Firing up more worker processes to scan ever larger tables is sometimes not the solution. Reading entire tables to find just a single row is usually not a good idea.
Therefore, it makes sense to create indexes:
test=# CREATE INDEX idx_id ON t_test (id); CREATE INDEX test=# SELECT * FROM t_test WHERE id = 43242;
id | name
-------+------
43242 | hans
(1 row)
Time: 0.259 ms
PostgreSQL uses Lehman-Yao's high concurrency btree for standard indexes (https://www.csd.uoc.gr/~hy460/pdf/p650-lehman.pdf). Along with some PostgreSQL-specific optimizations, these trees provide end users with excellent performance.
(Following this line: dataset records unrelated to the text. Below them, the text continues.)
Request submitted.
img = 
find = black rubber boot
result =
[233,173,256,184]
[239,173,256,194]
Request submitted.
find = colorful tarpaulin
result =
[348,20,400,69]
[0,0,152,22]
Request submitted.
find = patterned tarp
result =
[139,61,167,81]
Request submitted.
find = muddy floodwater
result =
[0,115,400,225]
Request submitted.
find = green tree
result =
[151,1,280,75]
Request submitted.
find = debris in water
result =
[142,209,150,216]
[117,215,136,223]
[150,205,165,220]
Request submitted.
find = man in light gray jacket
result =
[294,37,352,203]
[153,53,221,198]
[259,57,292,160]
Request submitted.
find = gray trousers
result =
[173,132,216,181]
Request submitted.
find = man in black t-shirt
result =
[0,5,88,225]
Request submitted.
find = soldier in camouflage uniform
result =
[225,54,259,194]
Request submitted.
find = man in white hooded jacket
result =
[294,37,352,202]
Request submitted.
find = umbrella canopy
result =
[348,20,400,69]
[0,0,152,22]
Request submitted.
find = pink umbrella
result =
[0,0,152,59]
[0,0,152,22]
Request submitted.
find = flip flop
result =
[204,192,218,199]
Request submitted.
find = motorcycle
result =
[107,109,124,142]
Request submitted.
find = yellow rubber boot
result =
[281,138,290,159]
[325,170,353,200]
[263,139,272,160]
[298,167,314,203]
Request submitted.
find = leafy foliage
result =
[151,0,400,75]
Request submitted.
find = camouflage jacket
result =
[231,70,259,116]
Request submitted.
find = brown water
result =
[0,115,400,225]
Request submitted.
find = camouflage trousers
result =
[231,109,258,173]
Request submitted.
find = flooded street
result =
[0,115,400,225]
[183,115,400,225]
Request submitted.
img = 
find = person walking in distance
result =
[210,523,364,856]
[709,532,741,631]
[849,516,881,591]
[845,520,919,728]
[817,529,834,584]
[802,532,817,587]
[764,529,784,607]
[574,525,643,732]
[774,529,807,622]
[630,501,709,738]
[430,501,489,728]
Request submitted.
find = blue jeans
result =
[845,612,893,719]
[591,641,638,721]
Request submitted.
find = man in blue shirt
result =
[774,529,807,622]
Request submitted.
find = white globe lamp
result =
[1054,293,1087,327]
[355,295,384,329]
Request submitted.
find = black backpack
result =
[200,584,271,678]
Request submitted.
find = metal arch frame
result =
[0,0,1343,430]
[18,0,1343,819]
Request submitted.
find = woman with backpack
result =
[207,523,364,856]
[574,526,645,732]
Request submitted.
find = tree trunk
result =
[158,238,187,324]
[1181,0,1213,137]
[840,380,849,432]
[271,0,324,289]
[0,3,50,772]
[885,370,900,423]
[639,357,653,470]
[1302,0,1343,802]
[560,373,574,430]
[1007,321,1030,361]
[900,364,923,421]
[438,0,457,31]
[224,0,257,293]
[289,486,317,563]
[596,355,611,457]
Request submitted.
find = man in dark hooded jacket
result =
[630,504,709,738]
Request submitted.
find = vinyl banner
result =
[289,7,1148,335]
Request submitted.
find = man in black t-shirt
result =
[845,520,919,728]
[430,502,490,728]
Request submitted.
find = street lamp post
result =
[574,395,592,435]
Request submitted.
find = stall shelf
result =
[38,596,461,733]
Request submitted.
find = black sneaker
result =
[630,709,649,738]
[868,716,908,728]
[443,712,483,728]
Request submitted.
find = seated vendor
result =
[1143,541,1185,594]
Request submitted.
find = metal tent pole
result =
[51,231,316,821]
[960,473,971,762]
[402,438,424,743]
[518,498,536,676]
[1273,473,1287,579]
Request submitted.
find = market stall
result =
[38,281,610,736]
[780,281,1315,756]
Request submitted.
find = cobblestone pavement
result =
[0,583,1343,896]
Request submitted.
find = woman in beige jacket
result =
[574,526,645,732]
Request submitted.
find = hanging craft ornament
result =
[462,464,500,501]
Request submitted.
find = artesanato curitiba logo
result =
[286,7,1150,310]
The most important thing is that Lehman-Yao allows you to run many operations (reading and writing) on the very same index at the same time, which helps to improve throughput dramatically.
However, indexes are not free:
test=# di+
List of relations
Schema | Name | Type | Owner | Table | Size | Description
--------+--------+-------+-------+--------+-------+-------------
public | idx_id | index | hs | t_test | 86 MB |
(1 row)
As you can see, our index containing 4 million rows will eat up 86 MB of disk space. In addition to this, writes to the table will be slower because the index has to be kept in sync all the time.
In other words, if you insert into a table featuring 20 indexes, you also have to keep in mind that we have to write to all those indexes on INSERT, which seriously slows down the writing.